La democracia, un estilo de vida compartida

La democracia, un estilo de vida compartida

La democracia, un estilo de vida compartida

Por René Núñez

“Las democracias son capaces de sobrevivir solo cuando sean entendidas por sus ciudadanos”, decía Giovanni Sartori. Una sensata reflexión para darnos cuenta de lo que, a veces, perdemos como sociedad por no valorar ni distinguir lo bueno y lo malo. Ellas son perfectibles, nunca dejarán de demandar de sus ciudadanos sacrificios, comprensión para los acuerdos y ajustes a todo nivel.
En unas más que otras, suelen darse luchas encontradas entre el bien y el mal. Entre el más fuerte y el más débil. Produciendo deterioro de la poca o mucha calidad de vida social que pudiera tener en un momento determinado sus pueblos.
Cuando el mal es más fuerte que el bien. El bueno tiende a desgastarse y tener los mayores sacrificios en el intento de hacer pacífico al malo, mientras este último en su defensa propia, hace todo lo contrario, obliga al pacífico a entrar en el juego de la violencia, su instrumento de lucha.
Igual ocurre con cierta dirigencia, preocupada y ocupada fundamentalmente de cambiar a los actores del poder por otros. Sin embargo, sus mentes, sus hábitos de conducta no cambian. Una cultura no transformadora de los recursos que dispone en progreso y desarrollo humano sostenible y sustentable. Incluyente.
La democracia exige no sólo unas condiciones determinantes, que sólo se logran con el esfuerzo del conocimiento y de la técnica, sino además una armonización entre lo individual y lo social que sólo se consigue con capacitación y valores. En otras palabras, requiere de la emancipación del esfuerzo individual y colectivo de todos los ciudadanos, en el combate contra las desigualdades y anomalías características del poder, en lugar del culto al poder.

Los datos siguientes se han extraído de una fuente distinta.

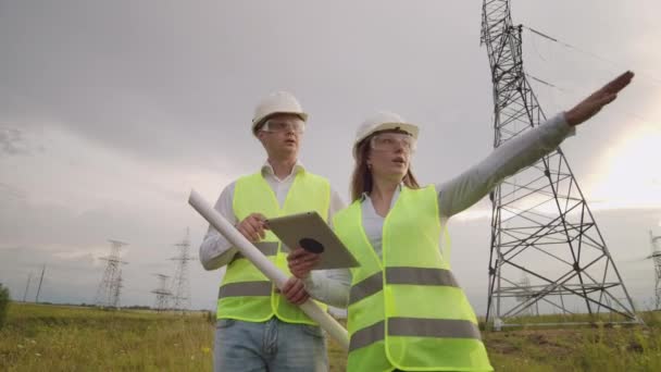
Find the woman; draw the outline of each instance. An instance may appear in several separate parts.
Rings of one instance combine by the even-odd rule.
[[[445,223],[554,150],[632,78],[631,72],[622,74],[459,177],[422,188],[410,168],[417,126],[391,113],[361,125],[353,146],[353,203],[333,221],[361,265],[324,283],[309,275],[319,257],[300,248],[288,257],[291,273],[305,280],[313,297],[348,307],[348,371],[492,370],[475,314],[439,248]]]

La democracia, un estilo de vida compartida
Ningún resultado es bueno si no ennoblece la vida humana de prosperidad, seguridad y bienestar. Misión de todo estado que se precie de democrático y social. La bondad de las acciones de los que lo dirigen no se ruega. Se ejercita y materializa con resultados justos y dignos.
El sistema de libertades funciona para bien, cuando se articulan: la institución pública (con autonomía, independencia y transparencia), el equipo de gobierno (capacitado y preparado para hacer las cosas de bien común con eficacia y decencia) y la sociedad civil (activada y empoderada de los espacios y derechos de libertades, de información, de expresión, de asociación y de participación). (http://elportachueloderene.blogspot.com/)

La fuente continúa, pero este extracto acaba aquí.